Sozialgericht Aurich
v. 26.06.2017, Az.: S 55 AS 798/16

Bibliographie

Gericht
SG Aurich
Datum
26.06.2017
Aktenzeichen
S 55 AS 798/16
Entscheidungsform
Gerichtsbescheid
Referenz
WKRS 2017, 24611
Entscheidungsname
[keine Angabe]
ECLI
[keine Angabe]

Tenor:

Der Bescheid vom 08.08.2016 in Gestalt des Widerspruchsbescheides vom 20.10.2016 wird insoweit abgeändert, als dass der Beklagte nicht mehr als 1.186,- EUR vom Kläger als Erstattung fordern kann. Der Beklagte trägt die notwendigen außergerichtlichen Kosten des Klägers.

Tatbestand

Die Beteiligten streiten um die Rechtmäßigkeit einer Erstattungsforderung des Beklagten für die Monate Juni und Juli 2016. In der Sache besteht Streit um die Frage, ob der Beklagte vom Kläger für diesen Zeitraum auch Beiträge zur Krankenversicherung und Pflegeversicherung zurückfordern kann.

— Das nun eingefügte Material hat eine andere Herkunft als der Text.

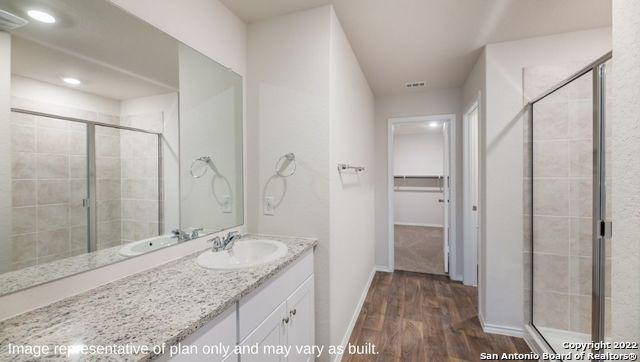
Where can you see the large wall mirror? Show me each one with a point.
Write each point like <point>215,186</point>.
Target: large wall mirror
<point>117,140</point>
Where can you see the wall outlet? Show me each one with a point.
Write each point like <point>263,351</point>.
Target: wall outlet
<point>269,205</point>
<point>226,204</point>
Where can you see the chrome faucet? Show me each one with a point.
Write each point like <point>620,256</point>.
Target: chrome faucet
<point>195,233</point>
<point>180,235</point>
<point>225,243</point>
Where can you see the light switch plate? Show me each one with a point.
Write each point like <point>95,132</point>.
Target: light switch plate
<point>269,203</point>
<point>226,204</point>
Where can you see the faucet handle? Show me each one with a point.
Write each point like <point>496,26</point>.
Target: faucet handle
<point>196,232</point>
<point>217,243</point>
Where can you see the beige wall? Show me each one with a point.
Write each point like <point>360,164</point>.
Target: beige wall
<point>626,171</point>
<point>216,32</point>
<point>501,132</point>
<point>351,196</point>
<point>288,111</point>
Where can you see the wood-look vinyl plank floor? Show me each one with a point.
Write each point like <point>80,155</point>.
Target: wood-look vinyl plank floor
<point>422,317</point>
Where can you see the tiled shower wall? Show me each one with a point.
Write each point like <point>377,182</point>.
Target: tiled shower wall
<point>48,185</point>
<point>49,182</point>
<point>140,182</point>
<point>562,156</point>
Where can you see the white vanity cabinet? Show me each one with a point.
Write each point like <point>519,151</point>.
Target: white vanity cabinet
<point>289,323</point>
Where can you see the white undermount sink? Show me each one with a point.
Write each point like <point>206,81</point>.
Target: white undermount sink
<point>244,254</point>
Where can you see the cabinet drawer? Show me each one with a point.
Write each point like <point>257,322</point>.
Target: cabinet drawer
<point>259,304</point>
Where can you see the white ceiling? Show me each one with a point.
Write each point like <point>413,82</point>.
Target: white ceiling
<point>437,41</point>
<point>416,128</point>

Der Kläger ist am D ...1987 geboren und stand jedenfalls bis zum Monat Mai 2016 im laufenden Bezug von Leistungen der Grundsicherung für Arbeitsuchende nach dem Zweiten Buch des Sozialgesetzbuches (SGB II) beim Beklagten. Diese Leistungen waren mit Bescheiden vom 16.12.2015 und 10.06.2016 für die Monate Februar 2016 bis Juli 2016 in Höhe von 593,- EUR bewilligt worden (nur mit Bescheid vom 16.12.2015). Mit dem streitigen Aufhebungs- und Erstattungsbescheid vom 08.08.2016 hob der Beklagte die Bewilligungsentscheidungen für die Zeit vom 01.06.2016 bis 31.07.2016 ganz auf und forderte eine Erstattung von 1.396,38 EUR. Die Entscheidung stützte er darauf, dass der Kläger ab dem 01.06.2016 Einkommen aus nicht selbständiger Erwerbstätigkeit bei dem Arbeitgeber E. erzielte in Höhe von 1.670,94 EUR brutto und 1.202,63 EUR netto. Dieses Einkomme decke den Bedarf in den Monaten Juni und Juli 2016 in voller Höhe. Bestandteil der Erstattungsforderungen waren Beiträge zur Krankenversicherung von monatlich 83,78 EUR + 6,58 EUR sowie Beträge zur Pflegeversicherung in Höhe von 14,83 EUR monatlich.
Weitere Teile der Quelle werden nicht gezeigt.